Por Maria Martha Bruno, Agnes Sofia Guimarães, Flávia Bozza Martins e Marilia Ferrari*
Em mais de três anos de gestão, Damares teve apenas 12 compromissos para tratar de assuntos relacionados à igualdade racial, sendo dois relacionados à comunidades quilombolas. Já a população LGBT+ recebeu ainda menos atenção: foram quatro reuniões, uma delas com o Movimento de ex-Gays do Brasil, um dia após a fundação do grupo, em agosto de 2019.
Despachos internos e reuniões de governo, cujo tema não é mostrado na agenda, ocuparam mais de um terço (35%) dos compromissos da ex-ministra. Já o tradicional périplo de parlamentares ao ministério (que ocorre com todas as pastas) ocupou quase 25% da agenda oficial da ex-ministra.
O assunto das reuniões também não é mostrado, mas o gênero sim: 74% dos deputados e senadores que se reuniram com Damares eram homens e 26%, mulheres. Vale ressaltar que, no Congresso Nacional, mulheres ocupam 15% dos assentos na Câmara dos Deputados e a mesma proporção no Senado, distante de países como Argentina, onde elas são 44% e eles, 43%.
Mulheres foram maioria em apenas 234 compromissos, relacionados a idosos, defesa da vida/família, igualdade racial, e… mulheres.
Damares: “Maioria dos gestores são homens”. Não é bem assim
Em entrevista à reportagem, Damares Alves afirmou que a maioria dos gestores que atendeu são homens: “Em compromissos da Secretaria [Nacional dos Direitos] da Criança [e do Adolescente], por exemplo, nos programas de proteção, nas unidades socioeducativas, temos muitos conselheiros tutelares homens, muitos agentes de unidades socioeducativas homens, muitos educadores homens, defensores homens. Quem está em lugar de poder e decisão na sua maioria no Brasil são homens”.

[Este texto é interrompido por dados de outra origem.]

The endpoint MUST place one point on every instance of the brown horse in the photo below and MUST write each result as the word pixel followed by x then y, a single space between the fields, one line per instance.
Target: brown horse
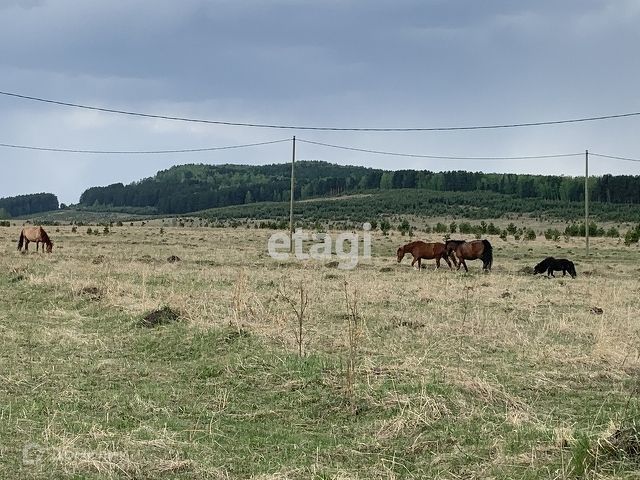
pixel 34 234
pixel 473 250
pixel 451 246
pixel 421 250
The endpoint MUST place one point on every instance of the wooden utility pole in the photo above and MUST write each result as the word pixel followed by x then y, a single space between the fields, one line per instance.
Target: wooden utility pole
pixel 586 199
pixel 293 161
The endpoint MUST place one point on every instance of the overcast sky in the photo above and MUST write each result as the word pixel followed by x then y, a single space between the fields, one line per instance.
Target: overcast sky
pixel 331 63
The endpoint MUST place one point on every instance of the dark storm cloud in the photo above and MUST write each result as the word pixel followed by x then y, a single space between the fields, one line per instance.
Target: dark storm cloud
pixel 331 63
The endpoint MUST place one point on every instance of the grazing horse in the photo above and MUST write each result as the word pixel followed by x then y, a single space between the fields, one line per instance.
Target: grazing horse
pixel 421 250
pixel 551 264
pixel 473 250
pixel 34 234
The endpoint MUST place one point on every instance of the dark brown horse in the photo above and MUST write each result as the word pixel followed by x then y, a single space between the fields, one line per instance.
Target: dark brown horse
pixel 421 250
pixel 473 250
pixel 34 234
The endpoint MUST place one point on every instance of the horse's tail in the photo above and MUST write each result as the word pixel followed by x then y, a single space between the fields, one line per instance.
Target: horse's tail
pixel 487 254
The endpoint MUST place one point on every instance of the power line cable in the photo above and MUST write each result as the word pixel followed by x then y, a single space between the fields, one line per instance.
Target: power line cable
pixel 139 152
pixel 438 157
pixel 338 129
pixel 626 159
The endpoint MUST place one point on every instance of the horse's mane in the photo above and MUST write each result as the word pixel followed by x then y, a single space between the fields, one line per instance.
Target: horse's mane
pixel 45 237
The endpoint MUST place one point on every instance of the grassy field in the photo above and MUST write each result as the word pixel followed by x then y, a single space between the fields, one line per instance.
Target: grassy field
pixel 403 374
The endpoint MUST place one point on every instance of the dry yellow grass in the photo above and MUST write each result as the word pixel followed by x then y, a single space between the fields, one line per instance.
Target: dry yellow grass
pixel 436 348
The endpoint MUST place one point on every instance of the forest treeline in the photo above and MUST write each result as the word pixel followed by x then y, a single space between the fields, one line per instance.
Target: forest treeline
pixel 27 204
pixel 190 188
pixel 351 211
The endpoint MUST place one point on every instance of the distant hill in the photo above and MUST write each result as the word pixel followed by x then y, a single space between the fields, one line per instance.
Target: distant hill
pixel 190 188
pixel 27 204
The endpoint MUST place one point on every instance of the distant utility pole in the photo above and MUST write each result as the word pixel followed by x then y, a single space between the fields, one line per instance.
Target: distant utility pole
pixel 293 161
pixel 586 199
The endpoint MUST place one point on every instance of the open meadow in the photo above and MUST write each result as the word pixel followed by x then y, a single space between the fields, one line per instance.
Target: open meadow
pixel 398 373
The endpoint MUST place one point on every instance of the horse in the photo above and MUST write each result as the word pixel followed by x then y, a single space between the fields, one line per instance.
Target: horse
pixel 34 234
pixel 551 264
pixel 421 250
pixel 473 250
pixel 451 246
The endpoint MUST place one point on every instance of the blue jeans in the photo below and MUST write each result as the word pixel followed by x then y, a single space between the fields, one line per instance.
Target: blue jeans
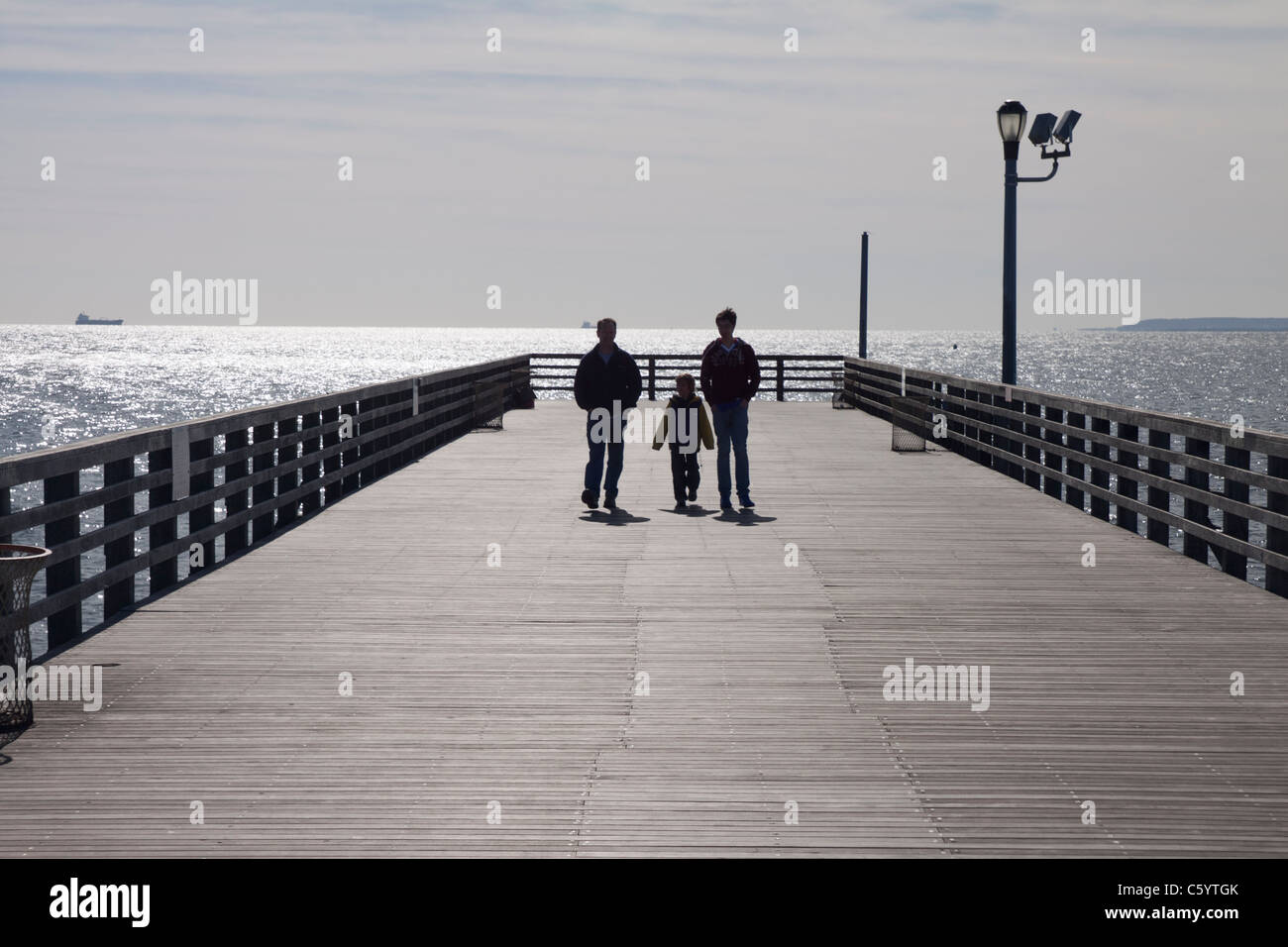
pixel 595 466
pixel 732 425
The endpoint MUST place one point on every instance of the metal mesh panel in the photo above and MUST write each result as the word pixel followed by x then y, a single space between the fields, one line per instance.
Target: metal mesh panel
pixel 838 399
pixel 488 405
pixel 909 423
pixel 18 566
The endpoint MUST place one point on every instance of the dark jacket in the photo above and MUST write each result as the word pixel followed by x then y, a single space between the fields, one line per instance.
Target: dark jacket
pixel 599 384
pixel 729 375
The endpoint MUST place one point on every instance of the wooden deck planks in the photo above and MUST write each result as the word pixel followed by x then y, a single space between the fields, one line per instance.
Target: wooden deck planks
pixel 518 684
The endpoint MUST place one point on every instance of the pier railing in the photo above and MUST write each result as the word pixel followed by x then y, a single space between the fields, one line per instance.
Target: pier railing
pixel 1147 472
pixel 217 486
pixel 780 375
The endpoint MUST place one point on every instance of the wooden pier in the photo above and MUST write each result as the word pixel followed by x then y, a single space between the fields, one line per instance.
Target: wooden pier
pixel 529 678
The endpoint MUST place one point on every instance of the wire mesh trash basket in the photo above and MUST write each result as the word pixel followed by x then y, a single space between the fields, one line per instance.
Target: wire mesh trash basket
pixel 488 405
pixel 18 567
pixel 838 399
pixel 520 390
pixel 910 423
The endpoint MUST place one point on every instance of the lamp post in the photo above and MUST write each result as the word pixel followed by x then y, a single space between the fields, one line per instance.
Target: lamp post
pixel 1010 124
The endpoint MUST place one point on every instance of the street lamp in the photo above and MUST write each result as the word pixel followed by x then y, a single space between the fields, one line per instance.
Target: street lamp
pixel 1010 124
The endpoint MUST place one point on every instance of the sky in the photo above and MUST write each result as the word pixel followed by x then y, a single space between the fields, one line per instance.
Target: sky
pixel 519 169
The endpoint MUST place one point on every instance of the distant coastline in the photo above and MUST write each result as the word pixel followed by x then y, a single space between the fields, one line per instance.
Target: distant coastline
pixel 1223 324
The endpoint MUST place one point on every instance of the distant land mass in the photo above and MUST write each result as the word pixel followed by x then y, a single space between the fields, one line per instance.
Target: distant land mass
pixel 1207 325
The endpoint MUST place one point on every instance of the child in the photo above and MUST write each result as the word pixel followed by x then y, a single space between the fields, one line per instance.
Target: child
pixel 691 427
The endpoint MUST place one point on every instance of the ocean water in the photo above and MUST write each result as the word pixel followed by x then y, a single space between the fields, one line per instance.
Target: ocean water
pixel 59 384
pixel 81 381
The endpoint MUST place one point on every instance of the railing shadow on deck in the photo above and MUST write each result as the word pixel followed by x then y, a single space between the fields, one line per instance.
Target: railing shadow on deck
pixel 1089 454
pixel 267 468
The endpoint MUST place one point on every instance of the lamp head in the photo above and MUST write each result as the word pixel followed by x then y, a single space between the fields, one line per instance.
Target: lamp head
pixel 1010 120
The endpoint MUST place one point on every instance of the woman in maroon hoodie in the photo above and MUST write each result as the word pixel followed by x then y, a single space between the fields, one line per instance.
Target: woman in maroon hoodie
pixel 730 376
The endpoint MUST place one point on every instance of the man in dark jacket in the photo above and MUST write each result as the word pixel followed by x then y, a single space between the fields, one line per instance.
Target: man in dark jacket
pixel 608 385
pixel 730 376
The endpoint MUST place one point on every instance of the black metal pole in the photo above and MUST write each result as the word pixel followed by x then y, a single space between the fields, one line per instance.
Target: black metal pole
pixel 1012 153
pixel 863 300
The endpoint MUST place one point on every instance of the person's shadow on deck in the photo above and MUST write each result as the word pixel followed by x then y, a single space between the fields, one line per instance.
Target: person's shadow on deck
pixel 617 517
pixel 743 518
pixel 691 510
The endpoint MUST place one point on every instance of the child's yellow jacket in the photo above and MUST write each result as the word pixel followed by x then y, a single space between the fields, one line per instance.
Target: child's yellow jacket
pixel 704 434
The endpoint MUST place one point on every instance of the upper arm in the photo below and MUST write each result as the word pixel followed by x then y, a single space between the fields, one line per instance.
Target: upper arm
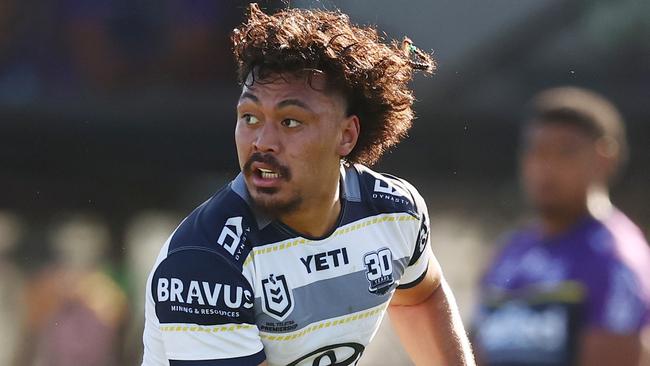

Nos conselhos tutelares, segundo números do próprio Ministério da Mulher, Família e Direitos Humanos, mulheres são 71%. Na Defensoria Pública, elas são 51%. Entre educadores, 81% das direções de escolas públicas são ocupadas por mulheres; elas são 96% entre professores no ensino infantil, 78% no ensino fundamental e 58% no ensino médio, segundo o Censo Escolar 2020, do Ministério da Educação.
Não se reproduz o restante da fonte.